My output is a dataframe where first column is value names (COST_GOOD_SOLD, NET_CURR_DEBT, ect)
and the second column is values from XML
file.
I can't figure out why identical chunks of code don't work. It seems that I am doing the same thing in both cases. Finding a value and storing it.
One difference is that the if statement checks gaap_obj.COST_GOOD_SOLD in the first case, but just NET_CURR_DEBT in the second.
It's hard to comment further without seeing what self.data_processing actually does, but does your code cope with the fact that the same element may appear multiple times in an XBRL document (differentiated by different contexts)?

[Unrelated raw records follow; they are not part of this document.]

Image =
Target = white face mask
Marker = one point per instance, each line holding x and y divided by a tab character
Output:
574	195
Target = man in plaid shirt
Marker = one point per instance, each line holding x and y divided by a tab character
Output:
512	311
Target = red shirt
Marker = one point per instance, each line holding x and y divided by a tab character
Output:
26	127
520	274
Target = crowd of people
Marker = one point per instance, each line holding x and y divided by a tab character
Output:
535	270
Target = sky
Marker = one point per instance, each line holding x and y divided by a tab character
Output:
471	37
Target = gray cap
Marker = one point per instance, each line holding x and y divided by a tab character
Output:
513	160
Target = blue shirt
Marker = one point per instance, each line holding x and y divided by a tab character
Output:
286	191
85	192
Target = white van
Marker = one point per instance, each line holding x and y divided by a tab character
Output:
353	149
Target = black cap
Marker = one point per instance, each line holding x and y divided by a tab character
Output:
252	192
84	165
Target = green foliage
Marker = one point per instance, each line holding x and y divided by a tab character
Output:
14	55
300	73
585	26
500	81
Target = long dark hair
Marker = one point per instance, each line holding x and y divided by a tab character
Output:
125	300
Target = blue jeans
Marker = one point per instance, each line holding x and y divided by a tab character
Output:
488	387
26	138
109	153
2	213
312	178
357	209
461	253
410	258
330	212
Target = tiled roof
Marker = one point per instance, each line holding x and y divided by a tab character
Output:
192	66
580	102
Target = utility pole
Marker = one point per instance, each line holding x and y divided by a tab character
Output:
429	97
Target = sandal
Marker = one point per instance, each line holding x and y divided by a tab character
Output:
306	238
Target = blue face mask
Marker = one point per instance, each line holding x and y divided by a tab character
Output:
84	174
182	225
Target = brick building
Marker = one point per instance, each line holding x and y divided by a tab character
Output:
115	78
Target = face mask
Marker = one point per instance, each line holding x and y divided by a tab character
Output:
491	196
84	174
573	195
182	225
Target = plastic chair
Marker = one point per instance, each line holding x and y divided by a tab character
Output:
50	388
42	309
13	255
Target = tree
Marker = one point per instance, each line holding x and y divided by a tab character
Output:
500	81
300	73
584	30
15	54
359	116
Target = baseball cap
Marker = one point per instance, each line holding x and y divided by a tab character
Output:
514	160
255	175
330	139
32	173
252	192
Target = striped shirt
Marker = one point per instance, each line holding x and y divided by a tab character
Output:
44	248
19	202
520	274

As I commented on your previous question (Reading xbrl with python), I wouldn't recommend beautifulsoup for parsing XBRL as its namespace support is incomplete. You'd be better with a proper XBRL library, that will also take care of processing the contexts etc. for you.